Claire Bishop in her critique of Nicholas Bourriads 'Relational Aesthetics' looks at the claim that Sierra's systematic exposure of social division creates a base for less confrontational work to exist harmoniously. To compare the work of Sierra to Nicholas Bourriads 'Relational Aesthetics' is an interesting one; as we certainly do not have any kind of relationship with the objects crafted by Sierra. In fact it can almost be said that Sierra intentionally wants to impose a distance on us; between what he creates and how we experience it. This creation of antagonism between the 'us' and the 'them' so beautifully and expensively moulded by Sierra lacks a justifications of education that would be tantamount in underpinning any politically motivated work. Unfortunately it merely leans on the repetitive nature of a formation well rehearsed and tirelessly activated and paid for by galleries who enjoy a stunt as much as they enjoy a good piece of work. Saying this the system of reading Sierras work is bursting with arguments waiting to happen. He begs for the separation of the 'us' and the 'them' yet he charges his concepts with the discursive fire that could only help to educate this very separation, here he tricks us and unintentionally the work becomes just as much us trying to pick our way to the 'them' as it highlights the division so articulately.
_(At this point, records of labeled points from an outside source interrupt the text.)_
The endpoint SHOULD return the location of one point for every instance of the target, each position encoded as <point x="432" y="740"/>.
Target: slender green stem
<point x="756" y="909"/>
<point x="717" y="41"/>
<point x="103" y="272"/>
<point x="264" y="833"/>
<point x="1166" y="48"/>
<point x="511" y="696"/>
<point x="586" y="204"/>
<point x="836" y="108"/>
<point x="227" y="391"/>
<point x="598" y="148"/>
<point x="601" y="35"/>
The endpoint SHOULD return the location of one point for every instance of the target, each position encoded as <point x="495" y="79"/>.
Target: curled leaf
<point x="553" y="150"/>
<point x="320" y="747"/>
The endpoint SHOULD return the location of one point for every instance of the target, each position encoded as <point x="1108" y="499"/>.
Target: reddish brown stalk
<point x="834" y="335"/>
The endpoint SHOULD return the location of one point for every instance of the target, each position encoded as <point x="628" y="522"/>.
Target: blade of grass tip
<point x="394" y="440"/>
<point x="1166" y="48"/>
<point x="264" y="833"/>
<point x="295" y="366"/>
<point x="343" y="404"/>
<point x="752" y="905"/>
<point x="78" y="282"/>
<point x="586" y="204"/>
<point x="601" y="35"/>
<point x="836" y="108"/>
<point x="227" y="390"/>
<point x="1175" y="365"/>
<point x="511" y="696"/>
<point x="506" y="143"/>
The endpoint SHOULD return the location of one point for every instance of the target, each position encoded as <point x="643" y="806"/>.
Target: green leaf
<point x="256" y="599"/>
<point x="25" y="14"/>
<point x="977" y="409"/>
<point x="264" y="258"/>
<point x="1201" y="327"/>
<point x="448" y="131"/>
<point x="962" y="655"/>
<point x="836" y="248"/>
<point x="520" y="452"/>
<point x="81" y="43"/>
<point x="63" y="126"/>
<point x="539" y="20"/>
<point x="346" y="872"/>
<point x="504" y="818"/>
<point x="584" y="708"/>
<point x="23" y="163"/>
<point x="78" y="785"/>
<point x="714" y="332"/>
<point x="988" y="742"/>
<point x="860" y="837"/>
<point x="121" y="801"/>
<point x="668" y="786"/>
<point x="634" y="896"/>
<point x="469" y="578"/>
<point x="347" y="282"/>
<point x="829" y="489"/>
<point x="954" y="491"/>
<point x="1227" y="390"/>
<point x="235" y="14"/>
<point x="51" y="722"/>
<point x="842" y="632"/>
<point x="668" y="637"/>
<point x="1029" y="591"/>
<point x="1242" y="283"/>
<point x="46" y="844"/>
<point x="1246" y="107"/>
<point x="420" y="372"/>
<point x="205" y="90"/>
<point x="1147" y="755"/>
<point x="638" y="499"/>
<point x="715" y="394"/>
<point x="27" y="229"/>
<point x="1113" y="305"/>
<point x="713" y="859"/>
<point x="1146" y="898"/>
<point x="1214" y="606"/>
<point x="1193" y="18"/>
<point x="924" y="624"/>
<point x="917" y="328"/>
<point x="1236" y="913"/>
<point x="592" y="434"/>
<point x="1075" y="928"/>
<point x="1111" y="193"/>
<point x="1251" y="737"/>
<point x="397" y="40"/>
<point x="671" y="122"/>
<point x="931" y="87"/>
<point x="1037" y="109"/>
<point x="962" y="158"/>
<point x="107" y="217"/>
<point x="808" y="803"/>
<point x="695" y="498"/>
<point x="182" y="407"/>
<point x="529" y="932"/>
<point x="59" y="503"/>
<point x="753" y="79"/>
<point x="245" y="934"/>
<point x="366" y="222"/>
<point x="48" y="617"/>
Like pawns we fall into Sierras conditioning too easily. Essentially there's almost no way out of a Sierra, try with all your might through discussion to pick your way out of his manipulation of guilt and divide, you will still end up right where he wants you. This manipulation does well to justify his method of critique and finds not so much a controversial note within the gallery space moreover an appropriate note. In an age flooded with 'Live Aid' and the justification of charity it's a challenge to react to crisis through object, a challenge it seems Sierra work tirelessly to maintain.